The initial versions of Gateway for Microsoft focussed on .Net developers, and enables us to productively consume and operate against SAP functionality while abstracting from the SAP-proprietary internals of the SAP system. Application developers can utilize it to build rich .Net desktop applications, but also use it to bring SAP data within SharePoint 2013 (Connect SharePoint 2013 to SAP via Gateway for Microsoft).
The latest GWM version extends it’s applicability to Microsoft Azure cloud as consumption channel (and from there to SharePoint Online, Office365, Windows 8), while still supporting the developer productivity.
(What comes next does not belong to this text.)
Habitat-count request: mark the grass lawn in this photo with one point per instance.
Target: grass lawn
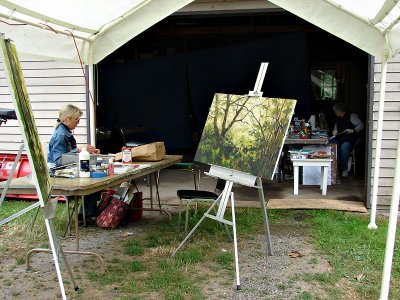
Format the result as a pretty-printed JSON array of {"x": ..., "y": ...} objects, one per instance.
[{"x": 143, "y": 268}]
In this, it supports both the .Net developer as the infra/operations role. A clear win in my perspective.
Hi William: Very Informative Post about GWM SP3. Which Operating system do you have for development environment? I can explore the services just fine but seem to be having some issues on when trying to consume demo service in Visual Studio. I have Windows Server 2012 R2 for my development environment.
Update: Figured out the issue. I hard coded the SAP service URL as it couldn't read from the config file.
mine was Windows Server 2008 R2, with Visual Studio 2013.
as GWM depends on .Net Framework 4.x, Windows Server 2012 R2 is also a valid client platform to consument Gateway services via GWM sp3.
What issues do you encounter?
Thanks William for the quick response. I'm able to get the data after I hard coded the URL to the OData service in the code. I have to figure out why it is not reading from the config file.
I've had same issue when using GWM in webapplication (SharePoint) context; a bug in GWM sp2 was that configuration reader expects a Windows Form based path.
see another post: http://scn.sap.com/community/interoperability-microsoft/blog/2014/07/14/connect-sharepoint-2013-to-sap-via-gateway-for-microsoft
William: Thanks for sharing your post. I got the GWM SP3 working with a Windows Form Application but when running the same code in an ASP.NET Web application, I get the following error:
"The authentication type BASIC is not supported currently".
Please let me know if you run into any authentication related errors. I have followed the instructions at the following site:
Working with SAP Service Reference to Generate Proxy Classes - SAP Gateway for Microsoft: Visual Studio Add-In - SAP Lib…
I figured it out. GWM SP3 generates slightly different code in the BusinessConnectivityHelper.cs for a web app as compared to a Windows Form app. I looked into SSOProviderFactory and was able to use overloaded method GETSSOProvider that accepts basic creds.